Рожденные вокруг условного рубежа веков, в 1899-м, как Набоков, в 1905-м, как Хармс, или в 1902-м, как Алиса Порет, меньше всего похожи на семью. Но многие из тех, кто не успел по малолетству присягнуть четвертому сословью и почувствовать себя перед ним в долгу, рассказывали свою историю именно так, с применением «до» и «после». Словно прививка вины, неизбежная для русского интеллигента, не была сделана вовремя, зато все, что осталось в памяти от жизни в старом мире, было так или иначе утрачено или искажено – а нуждалось в том, чтобы устоять и сохраниться. «Изолировать, но сохранить»: так, словами сталинской резолюции на первом деле Мандельштама, можно описать отношение к прошлому людей, для которых оно не могло стать прямой дорогой в будущее – зато оставалось чем-то вроде недвижимого, неотчуждаемого имущества, чем-то вроде последнего прибежища. Так пишет о своем детстве Набоков; так, в другой стране, изнутри другой катастрофы, в мельчайших подробностях вспоминает детство обреченная героиня зебальдовских «Эмигрантов»; так оглядывается на корешки семейной библиотеки вагиновский Неизвестный поэт. В конце шестидесятых так поступает Алиса Порет, художница, автор первых и классических иллюстраций к русскому «Винни-Пуху», ученица Филонова и Петрова-Водкина, но главным образом – друг своих друзей и современница своих современников: хорошая знакомая Введенского и Олейникова, Юдиной и Соллертинского, красавица Алиса, именем которой заполнены поздние записные книжки Хармса. Об этих людях она вспоминает наспех, в жанре «замечательные чудаки и оригиналы»; но ее мемуары начинаются так: «Пришло время записывать про детство».

2

Пришло время записывать про детство. Я делаю это очень охотно – у меня нет ни одного неприятного воспоминания и только большая благодарность моим родителям за отличное, умное и спокойное воспитание, данное мне и брату. Отличные, умные и спокойные – как и все, что она делала, – рукописные тетради Алисы Порет с любовью и тщанием подготовило к изданию маленькое московское издательство «Барбарис». Порет мыслила свою жизнь как жизнь художника (и ее детские воспоминания полны карандашей и рассуждений о красивом и некрасивом), но полвека спустя акценты расставляются иначе: и то, как рассказчица обращается с прошлым, этому только помогает.
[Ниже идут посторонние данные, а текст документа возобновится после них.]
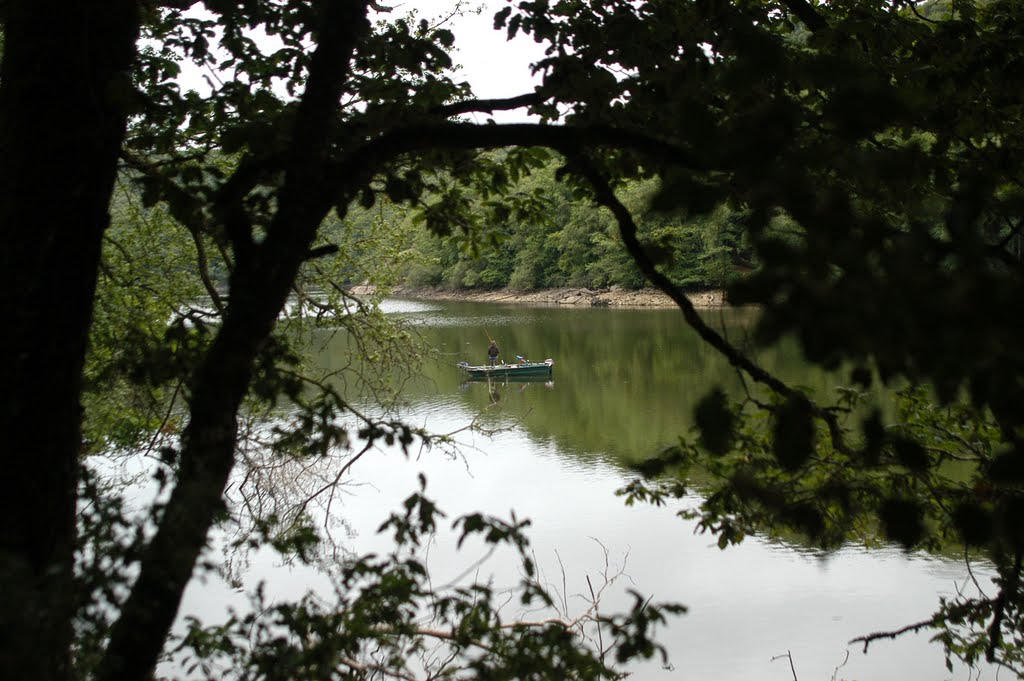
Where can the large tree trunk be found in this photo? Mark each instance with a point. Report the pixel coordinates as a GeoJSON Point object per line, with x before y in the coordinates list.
{"type": "Point", "coordinates": [64, 89]}
{"type": "Point", "coordinates": [259, 288]}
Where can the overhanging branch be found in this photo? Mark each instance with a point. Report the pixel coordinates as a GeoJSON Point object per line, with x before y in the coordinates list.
{"type": "Point", "coordinates": [488, 105]}
{"type": "Point", "coordinates": [628, 228]}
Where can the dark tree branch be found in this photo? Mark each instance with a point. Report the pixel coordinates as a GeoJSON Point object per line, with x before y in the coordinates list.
{"type": "Point", "coordinates": [1007, 593]}
{"type": "Point", "coordinates": [806, 13]}
{"type": "Point", "coordinates": [259, 289]}
{"type": "Point", "coordinates": [628, 228]}
{"type": "Point", "coordinates": [488, 105]}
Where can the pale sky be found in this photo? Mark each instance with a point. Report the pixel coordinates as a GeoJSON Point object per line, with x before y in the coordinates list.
{"type": "Point", "coordinates": [496, 68]}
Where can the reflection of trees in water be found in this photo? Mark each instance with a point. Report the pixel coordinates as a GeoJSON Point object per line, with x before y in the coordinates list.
{"type": "Point", "coordinates": [628, 379]}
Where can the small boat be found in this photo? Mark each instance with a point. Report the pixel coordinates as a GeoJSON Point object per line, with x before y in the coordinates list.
{"type": "Point", "coordinates": [522, 369]}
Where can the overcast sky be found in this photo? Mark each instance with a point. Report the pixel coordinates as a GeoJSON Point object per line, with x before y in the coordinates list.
{"type": "Point", "coordinates": [494, 67]}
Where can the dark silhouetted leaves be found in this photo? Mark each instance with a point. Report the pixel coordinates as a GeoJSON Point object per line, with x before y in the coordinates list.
{"type": "Point", "coordinates": [974, 523]}
{"type": "Point", "coordinates": [716, 421]}
{"type": "Point", "coordinates": [910, 454]}
{"type": "Point", "coordinates": [902, 520]}
{"type": "Point", "coordinates": [1008, 468]}
{"type": "Point", "coordinates": [793, 440]}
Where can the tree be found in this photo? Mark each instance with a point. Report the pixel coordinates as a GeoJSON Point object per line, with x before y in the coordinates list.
{"type": "Point", "coordinates": [889, 140]}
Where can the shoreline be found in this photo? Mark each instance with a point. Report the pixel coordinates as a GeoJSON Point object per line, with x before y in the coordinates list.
{"type": "Point", "coordinates": [611, 297]}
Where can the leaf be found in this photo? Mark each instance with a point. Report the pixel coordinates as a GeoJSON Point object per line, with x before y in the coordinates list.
{"type": "Point", "coordinates": [910, 454]}
{"type": "Point", "coordinates": [794, 433]}
{"type": "Point", "coordinates": [716, 421]}
{"type": "Point", "coordinates": [973, 522]}
{"type": "Point", "coordinates": [902, 520]}
{"type": "Point", "coordinates": [501, 16]}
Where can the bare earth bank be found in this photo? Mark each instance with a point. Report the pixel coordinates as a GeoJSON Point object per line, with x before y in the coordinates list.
{"type": "Point", "coordinates": [612, 297]}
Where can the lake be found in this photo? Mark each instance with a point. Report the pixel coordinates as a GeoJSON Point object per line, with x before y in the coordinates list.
{"type": "Point", "coordinates": [625, 385]}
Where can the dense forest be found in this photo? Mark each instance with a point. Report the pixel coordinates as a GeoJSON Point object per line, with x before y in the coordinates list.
{"type": "Point", "coordinates": [562, 240]}
{"type": "Point", "coordinates": [854, 169]}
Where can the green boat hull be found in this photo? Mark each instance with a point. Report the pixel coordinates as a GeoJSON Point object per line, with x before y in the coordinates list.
{"type": "Point", "coordinates": [521, 370]}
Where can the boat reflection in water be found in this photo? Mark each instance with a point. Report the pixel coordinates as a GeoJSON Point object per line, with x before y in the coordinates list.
{"type": "Point", "coordinates": [523, 369]}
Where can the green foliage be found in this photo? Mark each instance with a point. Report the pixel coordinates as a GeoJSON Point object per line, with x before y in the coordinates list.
{"type": "Point", "coordinates": [386, 615]}
{"type": "Point", "coordinates": [862, 160]}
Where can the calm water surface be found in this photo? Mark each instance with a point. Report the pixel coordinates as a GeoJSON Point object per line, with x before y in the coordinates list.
{"type": "Point", "coordinates": [625, 385]}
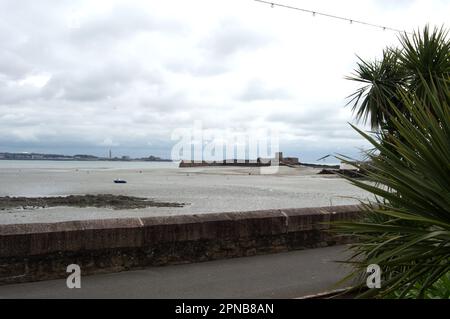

Тут надо объяснить, как устроены эти тетради, потому что меньше всего они похожи на обычные мемуары. На обложке первой книги написано: «записки, рисунки, воспоминания», и это так и есть, каждая страница – единица странного единства, записка-рисунок-воспоминание. Это маленькие истории, записанные Алисой Порет то ли вольно, прямо по ходу припоминания, то ли по контуру системы, которую уже не восстановить, хотя некоторые элементы замысла видны: хронология не в чести, зато часть сюжетов выстраивается в циклы – «Страхи», «Подарки» и, конечно, «Детство», на которое автор не перестает опираться и оглядываться. Все они, или почти все, проиллюстрированы, снабжены, как окошком или елочным фонариком, маленькой цветной картинкой; все они записаны особой, праздничной рукой: разноцветными чернилами, цвет которых меняется вместе с интонацией. Когда рассказчица хочет повысить или понизить голос, поразить или рассмешить, строчные буквы приподнимаются на цыпочки и становятся прописными; главные слова и ключевые фразы записаны крупным и красным.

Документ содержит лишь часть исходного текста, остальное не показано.